I would like to say for the record that I am not a workaholic. Even though I am posting this on Thanksgiving morning, I am not crazy. We celebrated Thanksgiving yesterday so that various offspring could climb over to other branches on the family tree today. BH and I and the kids were going to get up early to run in a Turkey Trot 5K, but it is sleeting and snowing and the fire is warm. We’ll run later, when it isn’t life-threatening.
So I am bloated on pie and mashed potatoes made with an alarming amount of butter and the only thing I am capable of is blogging.
A couple observations about Manhattan:
1. Some of the new signs indicating the bike path through Central Park have a helmet painted on the head of the stick figure. They made me giggle.
2. Every third person in Manhattan now owns a dog that is the size of a loaf of bread.
3. There are halal food vendors on the street. (God, I love this country.)
4. Pigeons make a great sound with that first swoooosh of their wings.
5. I had one celebrity sighting: Camille Paglia on 58th Street.
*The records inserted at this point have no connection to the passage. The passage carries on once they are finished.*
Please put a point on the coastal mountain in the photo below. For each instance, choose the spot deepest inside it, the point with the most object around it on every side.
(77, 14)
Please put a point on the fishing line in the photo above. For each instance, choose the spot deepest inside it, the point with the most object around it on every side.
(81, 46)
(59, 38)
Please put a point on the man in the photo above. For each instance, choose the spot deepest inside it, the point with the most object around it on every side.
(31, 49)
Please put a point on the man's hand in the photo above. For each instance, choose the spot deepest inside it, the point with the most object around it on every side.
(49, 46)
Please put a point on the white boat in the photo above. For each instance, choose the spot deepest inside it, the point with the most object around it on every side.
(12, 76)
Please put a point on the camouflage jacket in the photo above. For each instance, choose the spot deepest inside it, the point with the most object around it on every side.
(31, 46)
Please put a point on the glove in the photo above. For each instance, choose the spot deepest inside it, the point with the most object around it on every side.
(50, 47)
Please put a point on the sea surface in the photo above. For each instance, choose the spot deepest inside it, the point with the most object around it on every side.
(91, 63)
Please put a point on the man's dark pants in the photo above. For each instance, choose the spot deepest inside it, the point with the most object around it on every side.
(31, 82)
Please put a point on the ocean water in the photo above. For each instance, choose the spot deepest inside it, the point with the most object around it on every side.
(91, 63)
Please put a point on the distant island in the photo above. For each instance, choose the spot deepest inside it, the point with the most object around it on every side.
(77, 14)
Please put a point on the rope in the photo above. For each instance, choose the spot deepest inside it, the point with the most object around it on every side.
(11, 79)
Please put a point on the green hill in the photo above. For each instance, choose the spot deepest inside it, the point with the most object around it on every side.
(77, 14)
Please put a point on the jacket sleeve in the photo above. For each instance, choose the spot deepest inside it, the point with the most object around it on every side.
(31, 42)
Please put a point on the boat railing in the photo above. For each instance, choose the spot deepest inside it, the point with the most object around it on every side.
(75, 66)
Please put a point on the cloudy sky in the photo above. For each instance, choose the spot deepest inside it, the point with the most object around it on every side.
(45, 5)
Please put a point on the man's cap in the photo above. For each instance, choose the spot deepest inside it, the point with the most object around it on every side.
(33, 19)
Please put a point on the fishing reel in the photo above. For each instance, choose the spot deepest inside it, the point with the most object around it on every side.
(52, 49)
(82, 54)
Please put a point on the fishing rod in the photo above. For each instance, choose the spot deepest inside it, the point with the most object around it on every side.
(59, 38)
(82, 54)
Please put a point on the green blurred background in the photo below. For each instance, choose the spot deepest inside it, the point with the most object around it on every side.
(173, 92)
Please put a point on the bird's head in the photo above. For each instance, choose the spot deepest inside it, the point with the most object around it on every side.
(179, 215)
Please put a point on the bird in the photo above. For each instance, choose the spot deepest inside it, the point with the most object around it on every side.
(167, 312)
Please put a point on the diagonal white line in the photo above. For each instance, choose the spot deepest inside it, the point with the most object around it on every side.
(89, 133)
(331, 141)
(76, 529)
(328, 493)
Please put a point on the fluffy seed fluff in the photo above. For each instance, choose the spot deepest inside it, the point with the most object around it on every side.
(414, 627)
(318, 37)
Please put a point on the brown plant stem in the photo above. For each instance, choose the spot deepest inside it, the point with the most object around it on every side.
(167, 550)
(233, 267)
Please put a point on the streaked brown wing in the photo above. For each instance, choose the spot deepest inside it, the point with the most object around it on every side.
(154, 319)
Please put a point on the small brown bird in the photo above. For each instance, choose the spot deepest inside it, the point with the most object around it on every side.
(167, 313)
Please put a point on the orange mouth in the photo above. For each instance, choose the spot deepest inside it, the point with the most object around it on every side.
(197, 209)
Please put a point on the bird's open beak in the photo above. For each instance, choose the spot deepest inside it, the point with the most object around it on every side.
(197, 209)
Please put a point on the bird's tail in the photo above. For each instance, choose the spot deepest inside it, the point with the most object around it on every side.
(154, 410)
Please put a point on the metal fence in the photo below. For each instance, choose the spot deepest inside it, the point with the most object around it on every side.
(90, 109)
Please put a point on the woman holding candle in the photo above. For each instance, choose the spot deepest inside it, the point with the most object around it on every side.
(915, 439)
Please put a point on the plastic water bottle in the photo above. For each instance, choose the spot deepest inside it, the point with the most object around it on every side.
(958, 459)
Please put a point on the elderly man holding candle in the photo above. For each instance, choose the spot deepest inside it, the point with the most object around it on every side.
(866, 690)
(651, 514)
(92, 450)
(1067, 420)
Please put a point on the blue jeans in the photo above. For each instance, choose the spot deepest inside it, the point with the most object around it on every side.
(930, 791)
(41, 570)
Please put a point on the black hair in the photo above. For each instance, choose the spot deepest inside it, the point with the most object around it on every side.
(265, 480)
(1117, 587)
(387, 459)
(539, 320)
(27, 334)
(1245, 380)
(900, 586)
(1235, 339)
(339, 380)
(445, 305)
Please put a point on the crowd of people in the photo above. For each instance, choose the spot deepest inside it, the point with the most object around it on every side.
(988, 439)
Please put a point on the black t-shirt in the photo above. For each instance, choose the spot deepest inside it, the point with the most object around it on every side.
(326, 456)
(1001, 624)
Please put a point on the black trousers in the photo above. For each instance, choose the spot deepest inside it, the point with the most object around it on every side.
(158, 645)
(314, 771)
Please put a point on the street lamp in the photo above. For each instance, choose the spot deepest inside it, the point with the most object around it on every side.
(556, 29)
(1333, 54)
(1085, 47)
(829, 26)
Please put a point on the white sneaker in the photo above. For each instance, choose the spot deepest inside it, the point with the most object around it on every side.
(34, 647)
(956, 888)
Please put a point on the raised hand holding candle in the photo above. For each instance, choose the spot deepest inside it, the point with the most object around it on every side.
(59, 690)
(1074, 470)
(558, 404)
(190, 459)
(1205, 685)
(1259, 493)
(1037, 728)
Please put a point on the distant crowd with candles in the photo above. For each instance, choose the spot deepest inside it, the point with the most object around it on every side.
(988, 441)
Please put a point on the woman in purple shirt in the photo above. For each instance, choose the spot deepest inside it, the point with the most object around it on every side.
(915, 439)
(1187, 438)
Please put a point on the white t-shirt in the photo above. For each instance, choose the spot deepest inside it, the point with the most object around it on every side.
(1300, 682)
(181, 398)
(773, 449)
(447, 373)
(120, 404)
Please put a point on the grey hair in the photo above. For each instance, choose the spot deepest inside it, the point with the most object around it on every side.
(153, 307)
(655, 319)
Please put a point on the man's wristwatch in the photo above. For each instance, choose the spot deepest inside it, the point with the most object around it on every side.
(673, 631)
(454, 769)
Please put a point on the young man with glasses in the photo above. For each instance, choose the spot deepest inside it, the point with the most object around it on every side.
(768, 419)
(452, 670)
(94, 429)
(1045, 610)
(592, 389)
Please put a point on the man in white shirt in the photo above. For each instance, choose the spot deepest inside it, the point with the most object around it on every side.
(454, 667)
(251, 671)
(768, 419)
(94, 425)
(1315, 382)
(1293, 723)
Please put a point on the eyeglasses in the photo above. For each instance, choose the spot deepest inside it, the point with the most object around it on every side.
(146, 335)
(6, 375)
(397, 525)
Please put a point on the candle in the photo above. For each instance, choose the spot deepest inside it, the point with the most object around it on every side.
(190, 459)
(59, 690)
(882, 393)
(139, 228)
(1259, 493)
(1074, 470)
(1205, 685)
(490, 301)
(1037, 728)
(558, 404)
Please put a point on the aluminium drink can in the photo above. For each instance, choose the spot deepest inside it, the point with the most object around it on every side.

At least, I am pretty sure it was Camille Paglia. When I was running in Central Park, I saw a woman who was Gilda Radner’s doppelganger. Obviously, it wasn’t Gilda, unless she has taken to haunting Central Park.
A number of other authors and teachers blogged about the festivities: Jen Robinson, Susane Colasanti, She Who Knows Most Everything Teri Lesesne (who has posted Powerpoint presentations with terrific book recommendations), Jo Knowles, David Lubar, Linda Sue Park, Cecil Castellucci, and Sara Ryan. (Did I miss anyone?)
Highlights of the trip for me:
1. Meeting hundreds of friendly, kind, generous teachers who took the time to tell me about their experiences sharing my books with their students. And seeing the many teachers and professors who have become my friends. I am so very thankful for all of them.
2. Listening to the performances of the incredibly talented poets from Urban Word NYC.
3. Learning to identify Garret Freymann-Weyr, Ann Angel, and Jo Knowles. I am really bummed that I didn’t get a chance to have coffee or wine or pastries with them. Maybe we should get together and have coffee and wine and pastries. I apologize for messing up their names in my earlier post.
4. Getting up to the podium to speak and not being wretchedly anxious for the first time ever.
5. Signing 90 quizzes about SPEAK for a new teacher named Dena from Long Island.
6. Savoring the outstanding coffee in my hotel.
7. Seeing the first sketches for the CHAINS cover.
This is kind of hard to see, but it is a shot of the teachers in the audience closing their eyes at the request of my co-presenter L.M. Elliott so they could better imagine a scene.
Now it’s time to turn on the parade and eat the leftover stuffing before the kids wake up.
Happy Thanksgiving everyone. I am grateful for all of you and for the delicious, delirious, compassionate World of Books that brings us together.